Montell is too focused on his vision to be phased by the reactions to his artistic evolution. Inspired by world builders like Kid Cudi, Childish Gambino, Tyler The Creator, and filmmaker Terrence Malick, Montell’s pursuit is to use his ability to communicate emotion by creating more mediums of communication. “The goal is, I always love music, but I think eventually bringing in fashion, some sort of fashion line, where I’m creating clothes. I would call it painting the world. This is what I imagine people should wear, or this is just what I think would be cool for people to wear. And then film. I think that’s also a huge desire of mine to create. But it’s all from the same purpose. Music is world-building, clothes is world-building, and film is world-building… I think fashion, it allows you to be a kid in a grown up way. It allows you to express how you feel.”

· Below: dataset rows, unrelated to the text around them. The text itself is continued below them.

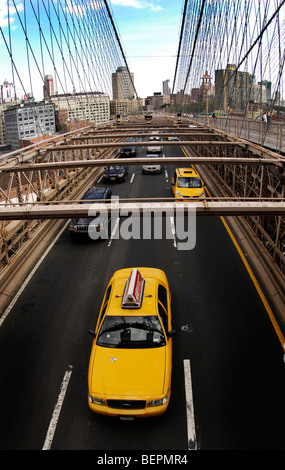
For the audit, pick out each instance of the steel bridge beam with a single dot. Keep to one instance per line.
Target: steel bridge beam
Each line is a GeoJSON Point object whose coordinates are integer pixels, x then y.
{"type": "Point", "coordinates": [280, 162]}
{"type": "Point", "coordinates": [205, 207]}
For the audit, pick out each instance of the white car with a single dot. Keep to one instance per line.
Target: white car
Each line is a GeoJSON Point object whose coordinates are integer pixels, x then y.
{"type": "Point", "coordinates": [154, 148]}
{"type": "Point", "coordinates": [152, 167]}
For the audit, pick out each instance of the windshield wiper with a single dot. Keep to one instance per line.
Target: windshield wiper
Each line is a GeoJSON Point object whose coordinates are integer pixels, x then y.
{"type": "Point", "coordinates": [120, 325]}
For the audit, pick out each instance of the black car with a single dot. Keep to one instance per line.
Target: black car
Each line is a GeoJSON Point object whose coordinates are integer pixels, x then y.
{"type": "Point", "coordinates": [115, 173]}
{"type": "Point", "coordinates": [95, 227]}
{"type": "Point", "coordinates": [128, 150]}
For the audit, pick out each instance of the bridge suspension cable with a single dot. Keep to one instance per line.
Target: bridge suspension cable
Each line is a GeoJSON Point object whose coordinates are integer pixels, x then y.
{"type": "Point", "coordinates": [76, 42]}
{"type": "Point", "coordinates": [247, 34]}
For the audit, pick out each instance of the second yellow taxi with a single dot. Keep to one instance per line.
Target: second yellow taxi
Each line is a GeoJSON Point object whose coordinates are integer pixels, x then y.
{"type": "Point", "coordinates": [186, 183]}
{"type": "Point", "coordinates": [131, 358]}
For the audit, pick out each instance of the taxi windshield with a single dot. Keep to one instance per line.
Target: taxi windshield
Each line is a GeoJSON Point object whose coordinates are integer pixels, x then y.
{"type": "Point", "coordinates": [131, 332]}
{"type": "Point", "coordinates": [189, 182]}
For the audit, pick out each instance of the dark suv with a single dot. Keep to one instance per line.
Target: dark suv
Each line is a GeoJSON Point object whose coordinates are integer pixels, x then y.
{"type": "Point", "coordinates": [129, 149]}
{"type": "Point", "coordinates": [115, 173]}
{"type": "Point", "coordinates": [83, 226]}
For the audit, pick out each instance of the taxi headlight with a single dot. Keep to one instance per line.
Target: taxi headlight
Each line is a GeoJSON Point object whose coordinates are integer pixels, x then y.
{"type": "Point", "coordinates": [160, 401]}
{"type": "Point", "coordinates": [96, 400]}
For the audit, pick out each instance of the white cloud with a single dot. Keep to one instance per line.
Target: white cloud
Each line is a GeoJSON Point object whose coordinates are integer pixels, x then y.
{"type": "Point", "coordinates": [136, 4]}
{"type": "Point", "coordinates": [12, 12]}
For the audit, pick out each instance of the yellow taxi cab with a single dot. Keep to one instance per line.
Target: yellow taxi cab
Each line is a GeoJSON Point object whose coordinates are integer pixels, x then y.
{"type": "Point", "coordinates": [130, 364]}
{"type": "Point", "coordinates": [186, 183]}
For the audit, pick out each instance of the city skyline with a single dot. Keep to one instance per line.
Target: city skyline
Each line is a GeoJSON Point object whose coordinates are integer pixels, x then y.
{"type": "Point", "coordinates": [151, 54]}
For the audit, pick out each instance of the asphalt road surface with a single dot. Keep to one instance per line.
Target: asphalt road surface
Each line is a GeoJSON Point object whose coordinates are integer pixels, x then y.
{"type": "Point", "coordinates": [236, 388]}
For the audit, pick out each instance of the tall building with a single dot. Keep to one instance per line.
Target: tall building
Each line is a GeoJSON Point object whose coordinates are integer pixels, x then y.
{"type": "Point", "coordinates": [231, 89]}
{"type": "Point", "coordinates": [48, 88]}
{"type": "Point", "coordinates": [26, 122]}
{"type": "Point", "coordinates": [88, 107]}
{"type": "Point", "coordinates": [123, 84]}
{"type": "Point", "coordinates": [166, 87]}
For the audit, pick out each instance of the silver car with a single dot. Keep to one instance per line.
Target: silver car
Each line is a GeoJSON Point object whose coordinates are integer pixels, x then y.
{"type": "Point", "coordinates": [152, 167]}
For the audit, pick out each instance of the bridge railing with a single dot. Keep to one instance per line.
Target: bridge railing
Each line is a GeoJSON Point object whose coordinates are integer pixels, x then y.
{"type": "Point", "coordinates": [268, 134]}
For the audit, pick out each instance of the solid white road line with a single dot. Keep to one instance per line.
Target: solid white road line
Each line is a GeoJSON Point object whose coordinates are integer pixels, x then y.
{"type": "Point", "coordinates": [172, 225]}
{"type": "Point", "coordinates": [114, 230]}
{"type": "Point", "coordinates": [27, 280]}
{"type": "Point", "coordinates": [191, 430]}
{"type": "Point", "coordinates": [57, 409]}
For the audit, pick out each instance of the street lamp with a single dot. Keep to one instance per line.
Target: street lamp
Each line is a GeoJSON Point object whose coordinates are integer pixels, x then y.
{"type": "Point", "coordinates": [206, 85]}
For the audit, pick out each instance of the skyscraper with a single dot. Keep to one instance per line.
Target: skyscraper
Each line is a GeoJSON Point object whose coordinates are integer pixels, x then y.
{"type": "Point", "coordinates": [48, 88]}
{"type": "Point", "coordinates": [231, 88]}
{"type": "Point", "coordinates": [123, 84]}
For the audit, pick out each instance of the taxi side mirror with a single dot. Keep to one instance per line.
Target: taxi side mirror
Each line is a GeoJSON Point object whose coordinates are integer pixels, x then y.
{"type": "Point", "coordinates": [171, 333]}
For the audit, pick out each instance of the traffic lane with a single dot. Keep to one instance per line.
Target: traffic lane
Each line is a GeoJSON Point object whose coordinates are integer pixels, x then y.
{"type": "Point", "coordinates": [82, 429]}
{"type": "Point", "coordinates": [42, 336]}
{"type": "Point", "coordinates": [221, 338]}
{"type": "Point", "coordinates": [236, 357]}
{"type": "Point", "coordinates": [216, 364]}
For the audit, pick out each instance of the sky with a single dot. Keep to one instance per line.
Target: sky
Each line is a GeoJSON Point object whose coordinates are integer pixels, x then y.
{"type": "Point", "coordinates": [149, 31]}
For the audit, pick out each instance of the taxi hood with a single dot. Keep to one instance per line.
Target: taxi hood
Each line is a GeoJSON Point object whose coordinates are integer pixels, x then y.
{"type": "Point", "coordinates": [128, 372]}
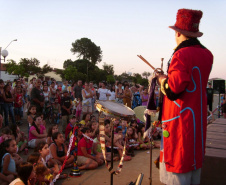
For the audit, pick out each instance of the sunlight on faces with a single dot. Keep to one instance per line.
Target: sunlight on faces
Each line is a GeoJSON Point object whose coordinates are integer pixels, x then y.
{"type": "Point", "coordinates": [124, 123]}
{"type": "Point", "coordinates": [33, 110]}
{"type": "Point", "coordinates": [94, 125]}
{"type": "Point", "coordinates": [12, 147]}
{"type": "Point", "coordinates": [129, 131]}
{"type": "Point", "coordinates": [60, 139]}
{"type": "Point", "coordinates": [107, 128]}
{"type": "Point", "coordinates": [38, 121]}
{"type": "Point", "coordinates": [55, 129]}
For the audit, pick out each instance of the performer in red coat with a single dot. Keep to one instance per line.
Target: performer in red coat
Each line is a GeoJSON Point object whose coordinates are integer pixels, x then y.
{"type": "Point", "coordinates": [184, 110]}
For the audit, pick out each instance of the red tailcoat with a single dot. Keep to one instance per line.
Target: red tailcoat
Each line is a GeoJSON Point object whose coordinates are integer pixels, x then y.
{"type": "Point", "coordinates": [186, 118]}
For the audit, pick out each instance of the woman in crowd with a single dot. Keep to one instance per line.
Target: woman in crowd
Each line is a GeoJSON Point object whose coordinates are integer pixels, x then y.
{"type": "Point", "coordinates": [8, 105]}
{"type": "Point", "coordinates": [87, 99]}
{"type": "Point", "coordinates": [37, 132]}
{"type": "Point", "coordinates": [26, 174]}
{"type": "Point", "coordinates": [119, 93]}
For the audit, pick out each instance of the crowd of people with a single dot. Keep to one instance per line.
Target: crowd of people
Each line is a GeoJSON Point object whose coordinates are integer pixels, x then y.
{"type": "Point", "coordinates": [52, 112]}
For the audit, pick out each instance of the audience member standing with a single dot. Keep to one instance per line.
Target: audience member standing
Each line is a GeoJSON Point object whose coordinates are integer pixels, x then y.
{"type": "Point", "coordinates": [94, 95]}
{"type": "Point", "coordinates": [136, 97]}
{"type": "Point", "coordinates": [37, 97]}
{"type": "Point", "coordinates": [119, 93]}
{"type": "Point", "coordinates": [8, 105]}
{"type": "Point", "coordinates": [78, 90]}
{"type": "Point", "coordinates": [1, 96]}
{"type": "Point", "coordinates": [103, 92]}
{"type": "Point", "coordinates": [127, 97]}
{"type": "Point", "coordinates": [87, 99]}
{"type": "Point", "coordinates": [66, 105]}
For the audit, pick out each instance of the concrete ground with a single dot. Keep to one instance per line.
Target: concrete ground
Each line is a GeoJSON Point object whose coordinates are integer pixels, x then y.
{"type": "Point", "coordinates": [130, 171]}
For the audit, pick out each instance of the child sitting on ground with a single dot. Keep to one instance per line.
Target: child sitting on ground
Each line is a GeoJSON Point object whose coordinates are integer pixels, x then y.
{"type": "Point", "coordinates": [20, 138]}
{"type": "Point", "coordinates": [43, 176]}
{"type": "Point", "coordinates": [37, 132]}
{"type": "Point", "coordinates": [131, 141]}
{"type": "Point", "coordinates": [51, 131]}
{"type": "Point", "coordinates": [119, 143]}
{"type": "Point", "coordinates": [7, 162]}
{"type": "Point", "coordinates": [123, 126]}
{"type": "Point", "coordinates": [59, 150]}
{"type": "Point", "coordinates": [79, 109]}
{"type": "Point", "coordinates": [46, 158]}
{"type": "Point", "coordinates": [97, 148]}
{"type": "Point", "coordinates": [31, 115]}
{"type": "Point", "coordinates": [93, 128]}
{"type": "Point", "coordinates": [34, 158]}
{"type": "Point", "coordinates": [18, 105]}
{"type": "Point", "coordinates": [85, 160]}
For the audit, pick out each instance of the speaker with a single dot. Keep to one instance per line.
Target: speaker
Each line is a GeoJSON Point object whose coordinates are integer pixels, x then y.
{"type": "Point", "coordinates": [219, 86]}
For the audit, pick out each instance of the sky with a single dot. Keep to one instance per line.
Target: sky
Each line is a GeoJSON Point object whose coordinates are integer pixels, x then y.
{"type": "Point", "coordinates": [45, 29]}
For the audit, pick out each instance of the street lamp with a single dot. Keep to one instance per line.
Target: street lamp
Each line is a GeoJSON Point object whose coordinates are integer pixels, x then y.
{"type": "Point", "coordinates": [4, 53]}
{"type": "Point", "coordinates": [129, 73]}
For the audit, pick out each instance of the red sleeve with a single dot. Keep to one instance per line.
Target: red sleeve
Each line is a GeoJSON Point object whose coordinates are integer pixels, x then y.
{"type": "Point", "coordinates": [178, 74]}
{"type": "Point", "coordinates": [82, 143]}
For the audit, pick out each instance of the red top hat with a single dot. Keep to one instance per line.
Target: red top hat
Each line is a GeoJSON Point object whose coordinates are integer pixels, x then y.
{"type": "Point", "coordinates": [187, 22]}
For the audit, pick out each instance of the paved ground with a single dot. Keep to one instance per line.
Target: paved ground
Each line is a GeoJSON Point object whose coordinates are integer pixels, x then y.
{"type": "Point", "coordinates": [131, 169]}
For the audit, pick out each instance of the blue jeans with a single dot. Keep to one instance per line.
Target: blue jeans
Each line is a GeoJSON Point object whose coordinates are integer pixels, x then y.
{"type": "Point", "coordinates": [8, 110]}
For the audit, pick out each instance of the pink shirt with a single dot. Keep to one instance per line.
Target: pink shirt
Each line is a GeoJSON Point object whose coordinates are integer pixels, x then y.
{"type": "Point", "coordinates": [31, 136]}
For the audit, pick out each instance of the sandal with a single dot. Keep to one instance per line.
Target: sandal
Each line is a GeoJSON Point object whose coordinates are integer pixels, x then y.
{"type": "Point", "coordinates": [63, 176]}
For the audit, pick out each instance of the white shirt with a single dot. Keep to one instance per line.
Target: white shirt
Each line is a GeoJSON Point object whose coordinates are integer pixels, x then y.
{"type": "Point", "coordinates": [103, 93]}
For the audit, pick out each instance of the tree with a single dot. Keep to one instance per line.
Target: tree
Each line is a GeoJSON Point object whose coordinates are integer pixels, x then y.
{"type": "Point", "coordinates": [108, 68]}
{"type": "Point", "coordinates": [31, 66]}
{"type": "Point", "coordinates": [67, 63]}
{"type": "Point", "coordinates": [70, 73]}
{"type": "Point", "coordinates": [146, 74]}
{"type": "Point", "coordinates": [87, 49]}
{"type": "Point", "coordinates": [45, 69]}
{"type": "Point", "coordinates": [26, 67]}
{"type": "Point", "coordinates": [110, 79]}
{"type": "Point", "coordinates": [60, 72]}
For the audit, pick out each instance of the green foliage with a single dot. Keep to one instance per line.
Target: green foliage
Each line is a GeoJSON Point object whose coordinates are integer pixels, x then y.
{"type": "Point", "coordinates": [45, 69]}
{"type": "Point", "coordinates": [87, 49]}
{"type": "Point", "coordinates": [31, 66]}
{"type": "Point", "coordinates": [108, 68]}
{"type": "Point", "coordinates": [27, 67]}
{"type": "Point", "coordinates": [71, 73]}
{"type": "Point", "coordinates": [60, 72]}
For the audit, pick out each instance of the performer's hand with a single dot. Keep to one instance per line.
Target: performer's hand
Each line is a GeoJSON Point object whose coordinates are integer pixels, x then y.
{"type": "Point", "coordinates": [160, 78]}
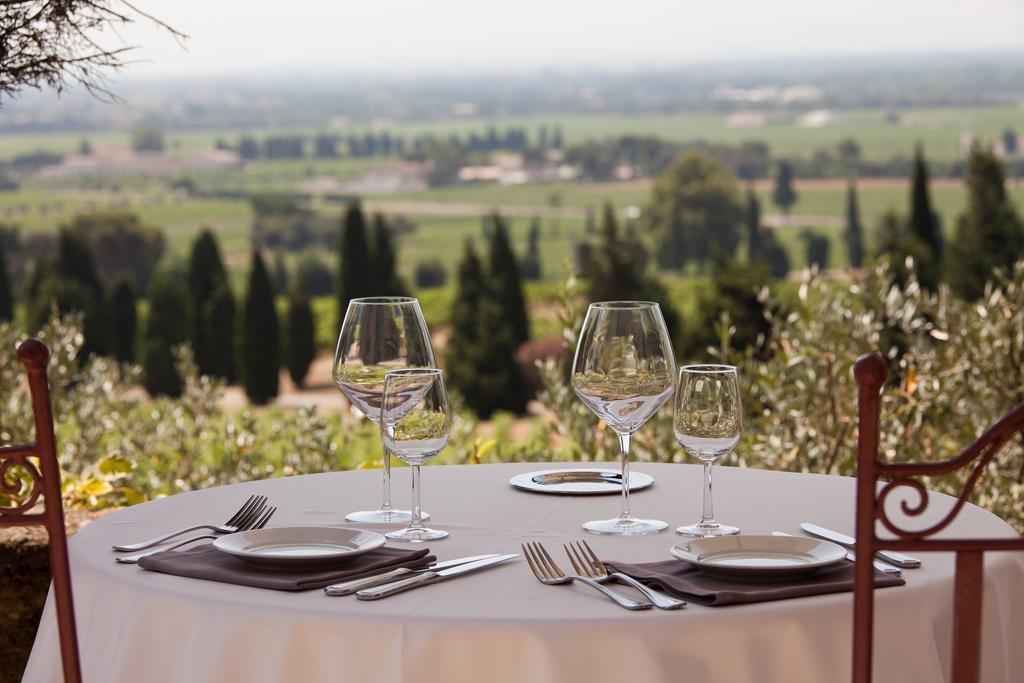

Part of this world-building pursuit is directed at elevating his performances, to create spaces where Montell can explore his ideas like Ghostboi while also inviting all the people who relate to his work to come together. A few days after we talk, Montell hosts a dynamic performance in Los Angeles called NO BLONDES! – a continuation of an event he created in Paris that celebrates what Ghostboi, Montell’s music, his YouTube channel, all of it has always been about: to validate the emotions felt by the loners and outsiders, to give them a voice, a conveyor of expression. With impassioned fans singing out nearly every word in unison, there’s a feeling of devotion – not to Montell, but to the relatable humanity underlying his work, to the transcendental power of music, to the togetherness of emotional experiences.
“Life is so scary. I’m trying to say, ‘I feel like this, and I know maybe you could feel like this too.’ So let’s show that we’re not alone. We don’t know what happens after this, but we know we have each other.”